Drakkar – Run with the Wolf

Eccoli nuovamente qui, a tre anni dal ritorno discografico (un decennio dopo l’ultimo disco dei “tempi d’oro” Razorblade God) When Lightning Strikes, questa volta non abbiamo dovuto aspettare molto per […]

Eccoli nuovamente qui, a tre anni dal ritorno discografico (un decennio dopo l’ultimo disco dei “tempi d’oro” Razorblade God) When Lightning Strikes, questa volta non abbiamo dovuto aspettare molto per poter mettere sotto ai denti nuova musica firmata Drakkar.
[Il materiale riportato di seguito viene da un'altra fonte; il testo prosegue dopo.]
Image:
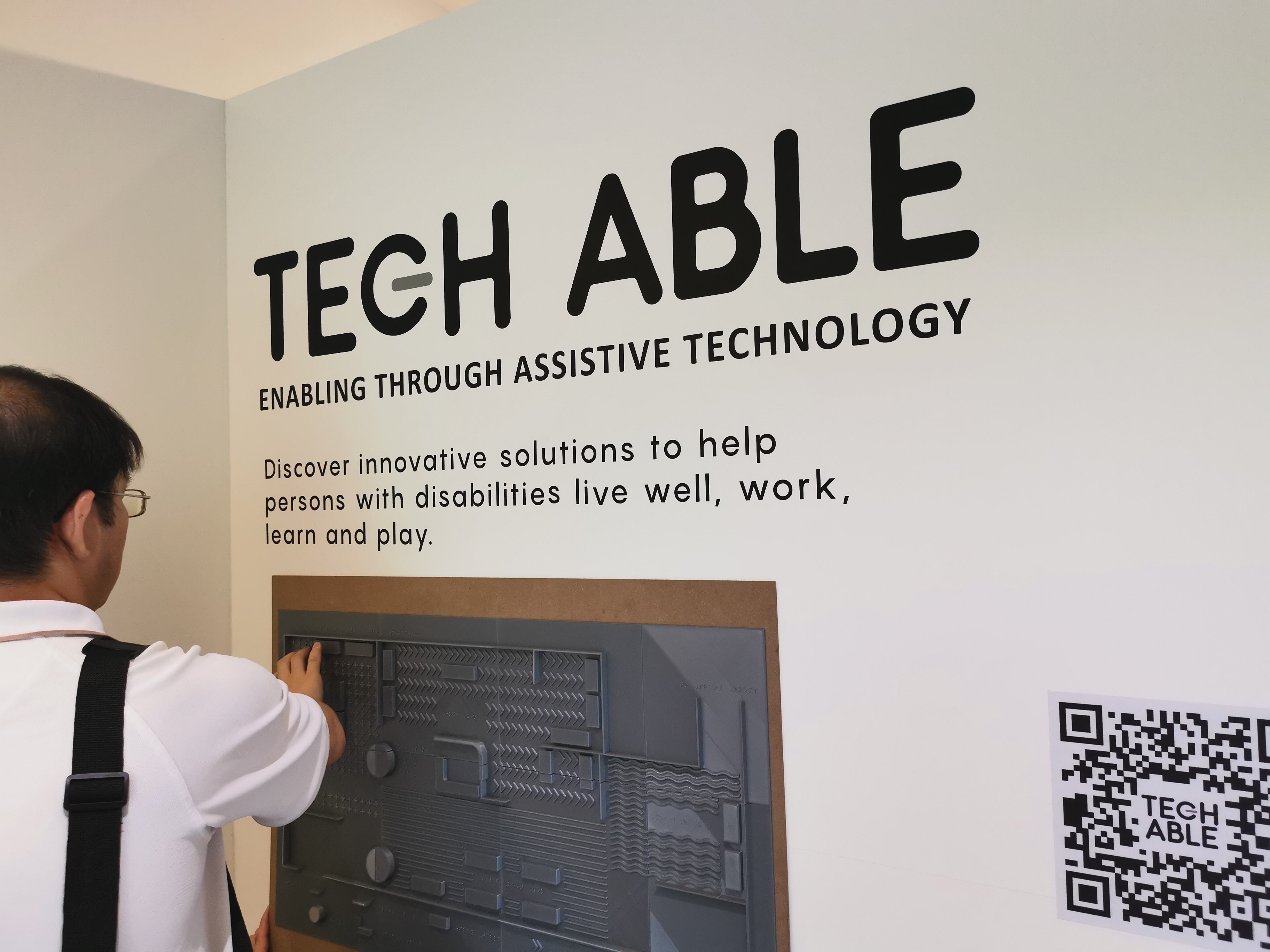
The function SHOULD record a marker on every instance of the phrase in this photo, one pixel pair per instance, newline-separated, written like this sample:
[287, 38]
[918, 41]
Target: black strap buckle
[87, 793]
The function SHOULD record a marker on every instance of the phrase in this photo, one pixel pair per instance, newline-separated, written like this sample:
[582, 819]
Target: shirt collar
[29, 620]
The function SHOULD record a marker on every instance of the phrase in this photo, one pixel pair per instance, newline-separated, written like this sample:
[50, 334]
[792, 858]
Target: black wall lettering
[892, 184]
[793, 263]
[727, 213]
[322, 299]
[496, 267]
[274, 266]
[383, 323]
[611, 205]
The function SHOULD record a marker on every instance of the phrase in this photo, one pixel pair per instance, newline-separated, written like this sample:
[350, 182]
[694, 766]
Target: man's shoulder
[180, 669]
Ma togliamo di mezzo questi “capricci” di facciata, poco importa l’attesa se poi i risultati sono come il nuovo Run with the Wolf. L’album precedente poteva avere l’insano -e nascosto- compito di grattare via quel poco di ruggine (per loro ma anche per chi a loro non era più abituato e li considerava solo un piacevole -si spera- ricordo), il nuovo pargolo arriva invece “testardo”, pronto a frantumare certezze e non-certezze del caso. Eh già, il nuovo disco dei Drakkar ti spiazza per quanto bene è composto, ti mette nelle condizioni di poter rimpiangere i fasti del passato (ma positivamente, nel secondo cd bonus lo riadattano pure tanto per gradire) sebbene le differenze con i primi album rimangano oggi abbastanza considerevoli. Il passato riaffiora, ma è usato più che altro come abbellimento (oggi potrebbe quasi essere definito come “freschezza”, una specie in via d’estinzione), o come tributo alla storia per mezzo di soluzioni dal sapore “antiquato”, piccole e vincenti applicazioni ben impresse dentro le loro vigorose tracce.
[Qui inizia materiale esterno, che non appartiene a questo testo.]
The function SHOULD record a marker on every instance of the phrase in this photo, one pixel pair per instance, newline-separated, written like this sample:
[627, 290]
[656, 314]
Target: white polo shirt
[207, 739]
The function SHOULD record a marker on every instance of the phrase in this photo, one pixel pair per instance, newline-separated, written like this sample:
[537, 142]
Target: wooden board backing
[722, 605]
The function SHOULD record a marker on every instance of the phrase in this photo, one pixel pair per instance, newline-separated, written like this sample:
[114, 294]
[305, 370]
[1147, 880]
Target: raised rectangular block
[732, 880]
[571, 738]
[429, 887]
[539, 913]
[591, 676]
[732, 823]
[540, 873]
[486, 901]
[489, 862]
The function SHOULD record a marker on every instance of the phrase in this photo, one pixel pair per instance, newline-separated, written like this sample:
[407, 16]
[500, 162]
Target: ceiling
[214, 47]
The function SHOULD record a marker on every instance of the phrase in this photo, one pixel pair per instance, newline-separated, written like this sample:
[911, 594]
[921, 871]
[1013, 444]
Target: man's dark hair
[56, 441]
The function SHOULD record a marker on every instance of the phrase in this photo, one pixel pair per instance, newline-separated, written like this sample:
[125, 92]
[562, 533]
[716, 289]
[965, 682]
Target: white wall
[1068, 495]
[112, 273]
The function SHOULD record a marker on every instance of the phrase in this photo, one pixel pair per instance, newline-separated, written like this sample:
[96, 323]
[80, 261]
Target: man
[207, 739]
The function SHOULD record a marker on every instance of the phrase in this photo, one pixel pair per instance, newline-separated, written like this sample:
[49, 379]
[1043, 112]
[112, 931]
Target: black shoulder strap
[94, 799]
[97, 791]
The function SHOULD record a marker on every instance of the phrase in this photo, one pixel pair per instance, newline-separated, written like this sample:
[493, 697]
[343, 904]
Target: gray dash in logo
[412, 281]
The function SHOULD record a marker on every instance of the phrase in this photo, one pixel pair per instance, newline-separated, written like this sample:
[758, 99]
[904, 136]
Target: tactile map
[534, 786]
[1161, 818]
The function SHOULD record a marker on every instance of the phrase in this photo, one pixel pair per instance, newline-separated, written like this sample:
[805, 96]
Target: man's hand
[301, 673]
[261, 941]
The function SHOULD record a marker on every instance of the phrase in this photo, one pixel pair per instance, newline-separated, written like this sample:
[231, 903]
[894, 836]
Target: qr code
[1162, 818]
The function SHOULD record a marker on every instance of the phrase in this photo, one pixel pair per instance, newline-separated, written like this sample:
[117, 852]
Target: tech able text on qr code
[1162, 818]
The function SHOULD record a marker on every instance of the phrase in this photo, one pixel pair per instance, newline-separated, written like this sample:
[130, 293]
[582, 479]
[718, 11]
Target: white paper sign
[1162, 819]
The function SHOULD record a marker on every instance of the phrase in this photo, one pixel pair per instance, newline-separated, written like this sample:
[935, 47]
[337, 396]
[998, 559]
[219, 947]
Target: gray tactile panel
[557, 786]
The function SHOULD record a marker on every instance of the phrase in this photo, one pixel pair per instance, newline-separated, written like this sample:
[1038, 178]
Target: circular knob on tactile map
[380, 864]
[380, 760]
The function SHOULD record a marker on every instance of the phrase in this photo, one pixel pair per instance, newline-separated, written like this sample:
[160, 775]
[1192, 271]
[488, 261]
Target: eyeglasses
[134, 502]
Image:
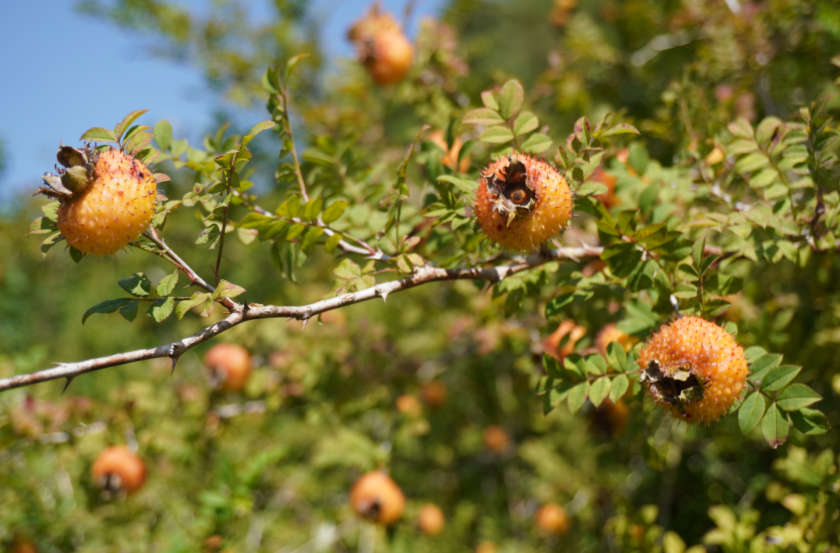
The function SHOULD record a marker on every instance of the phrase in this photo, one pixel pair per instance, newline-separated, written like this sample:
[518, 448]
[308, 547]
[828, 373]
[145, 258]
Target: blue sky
[47, 95]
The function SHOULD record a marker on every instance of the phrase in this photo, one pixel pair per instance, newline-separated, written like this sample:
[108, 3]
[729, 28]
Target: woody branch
[250, 312]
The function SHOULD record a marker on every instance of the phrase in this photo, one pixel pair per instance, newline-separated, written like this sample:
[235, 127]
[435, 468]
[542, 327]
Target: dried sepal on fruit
[382, 46]
[376, 497]
[107, 198]
[694, 368]
[522, 202]
[118, 472]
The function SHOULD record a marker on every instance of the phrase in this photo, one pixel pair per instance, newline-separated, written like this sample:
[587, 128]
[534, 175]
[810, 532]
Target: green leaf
[161, 309]
[797, 396]
[536, 143]
[496, 135]
[468, 187]
[489, 100]
[763, 364]
[196, 299]
[577, 396]
[619, 387]
[312, 209]
[167, 284]
[126, 122]
[599, 391]
[621, 128]
[99, 135]
[332, 242]
[751, 411]
[163, 135]
[552, 367]
[482, 116]
[810, 422]
[257, 129]
[137, 284]
[334, 212]
[525, 123]
[774, 427]
[310, 239]
[107, 306]
[779, 377]
[616, 356]
[129, 310]
[511, 98]
[227, 289]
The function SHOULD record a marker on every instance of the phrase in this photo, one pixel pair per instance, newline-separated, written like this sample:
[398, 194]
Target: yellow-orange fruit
[430, 519]
[383, 48]
[377, 498]
[229, 366]
[552, 519]
[611, 418]
[610, 334]
[434, 393]
[522, 202]
[113, 209]
[495, 438]
[694, 369]
[118, 471]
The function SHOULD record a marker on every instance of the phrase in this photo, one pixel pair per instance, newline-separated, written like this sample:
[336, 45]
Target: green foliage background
[727, 200]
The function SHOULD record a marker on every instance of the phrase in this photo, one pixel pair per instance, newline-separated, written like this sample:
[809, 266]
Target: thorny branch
[249, 312]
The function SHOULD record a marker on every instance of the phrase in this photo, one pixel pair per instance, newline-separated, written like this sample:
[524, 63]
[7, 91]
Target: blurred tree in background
[727, 201]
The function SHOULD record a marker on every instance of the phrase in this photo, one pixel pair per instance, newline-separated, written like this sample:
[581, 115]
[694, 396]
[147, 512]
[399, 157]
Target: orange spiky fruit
[376, 497]
[552, 519]
[522, 202]
[694, 369]
[118, 471]
[107, 198]
[382, 46]
[229, 366]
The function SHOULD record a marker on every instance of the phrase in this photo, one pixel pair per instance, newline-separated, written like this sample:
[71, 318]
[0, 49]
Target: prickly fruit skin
[694, 368]
[522, 202]
[552, 519]
[115, 207]
[382, 47]
[229, 366]
[377, 498]
[430, 519]
[118, 471]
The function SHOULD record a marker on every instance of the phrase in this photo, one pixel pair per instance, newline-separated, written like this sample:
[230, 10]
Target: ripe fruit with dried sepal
[522, 202]
[107, 198]
[553, 519]
[377, 498]
[118, 472]
[430, 519]
[382, 46]
[694, 368]
[228, 366]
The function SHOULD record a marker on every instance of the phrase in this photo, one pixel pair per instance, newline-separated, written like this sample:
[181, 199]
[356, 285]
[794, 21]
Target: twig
[170, 255]
[240, 314]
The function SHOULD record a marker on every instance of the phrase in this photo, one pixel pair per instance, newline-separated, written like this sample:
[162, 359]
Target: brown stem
[241, 314]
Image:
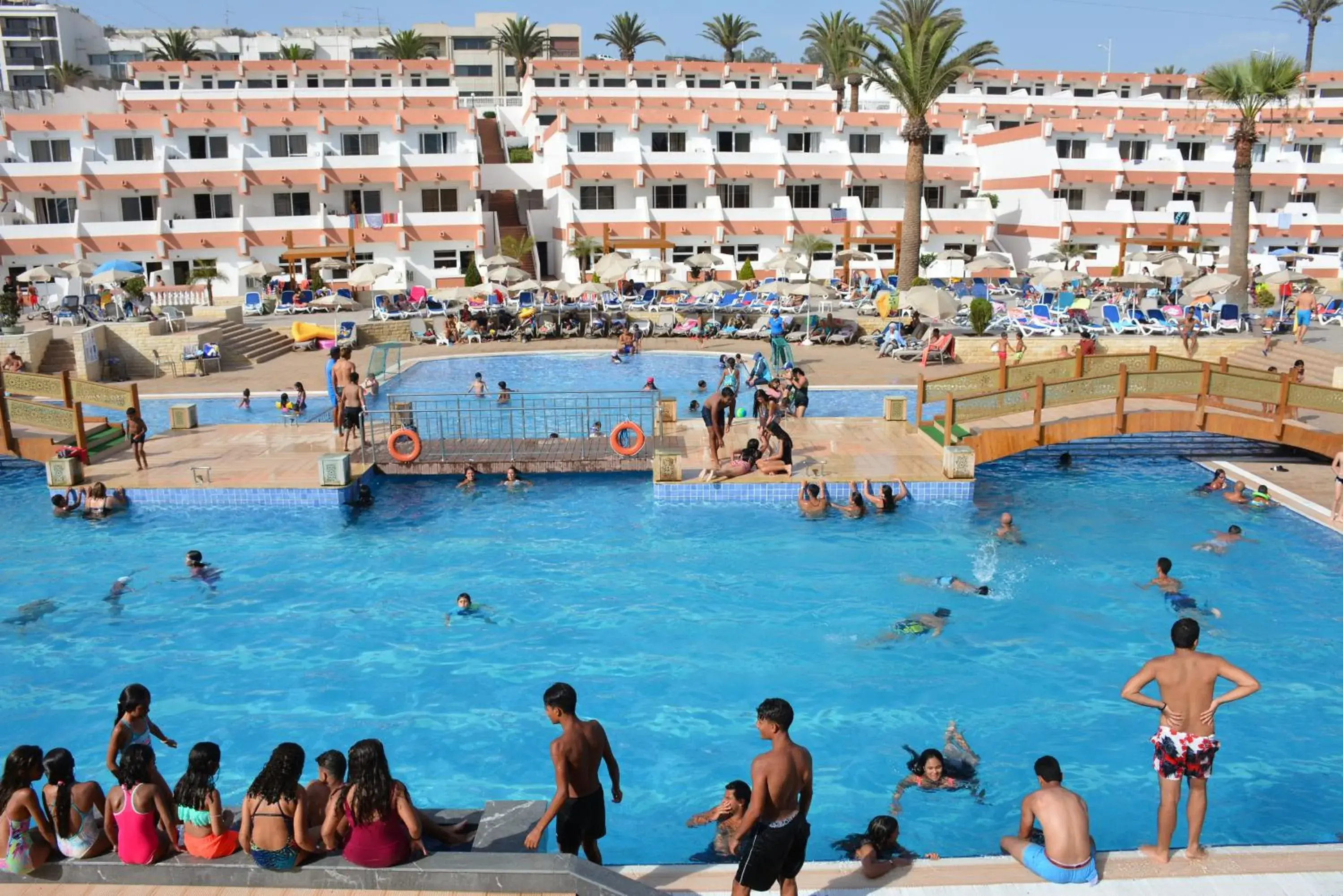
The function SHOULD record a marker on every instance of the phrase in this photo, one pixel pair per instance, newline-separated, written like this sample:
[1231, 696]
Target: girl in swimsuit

Più heavy metal che “power”, più consapevolezza e cura del dettaglio (guardate a questo approccio in maniera astratta) ma solita voglia di trascinare, lecito dunque l’uso di armi “classic rock”, ma solo per lievi passaggi, leggeri sentori che non possono far altro che abbellire la loro proposta. Run with the Wolf non ha praticamente punti deboli e anzi, si propone con forza anche nel finale grazie a brani di tutto rispetto come Invincible (altamente trascinante, fra le mie preferite senza dubbi) o l’epica cavalcata Call of the Dragonblood. Capirete che di lavori così “pieni” non sia così pieno oggigiorno, aldilà di riconosciuti capolavori o meno. Run with the Wolf non ha grosse pretese ma in qualche modo ti dà quel pizzico di sorpresa che magari non ti aspettavi.

L’amore che nutro per gli Iced Earth ha fortemente ringraziato su Under the Banners of War, Watcher on the Wall e Burning ad esempio (con un Davide Dell’Orto sempre più convincente con il passare degli album), anche se bisogna dire che un loro preciso trademark i Drakkar riescono pur sempre a trattenerlo. Mi sembra poi stupido stare a sottolineare come nessun ritornello deluda le aspettative, ispirati ancora una volta da questa visuale, le varie Under the Banners of War, title track (la canzone che espleta meglio le influenze più “old”), Burning ed Invincible stanno li a testimoniarlo. Con Ride the Storm sembra di tornare -con semplice fierezza- ai tempi dei primi due capitoli della loro discografia (con l’aggiunta di cornamusa) mentre a Southern Cross spetta il compito d’addolcire l’atmosfera in veste di toccante ed espansiva ballad.

Avere oggi, nel 2015 i Drakkar in questo stato di forma è “prodigioso”, ma d’altronde un tempo  nemmeno si pensava così alla lunga, si godeva di ciò che si aveva e stop. Saranno capaci le nuove leve di fare altrettanto? I “vecchietti” da parte loro sono certo apprezzeranno con zero patemi e difficoltà. Run with the Wolf è pregno di quel sapore che i Drakkar riescono da sempre ad imprimere sulla loro musica, è lieve -e magari poco personale d’accordo- ma c’è, ancora una volta.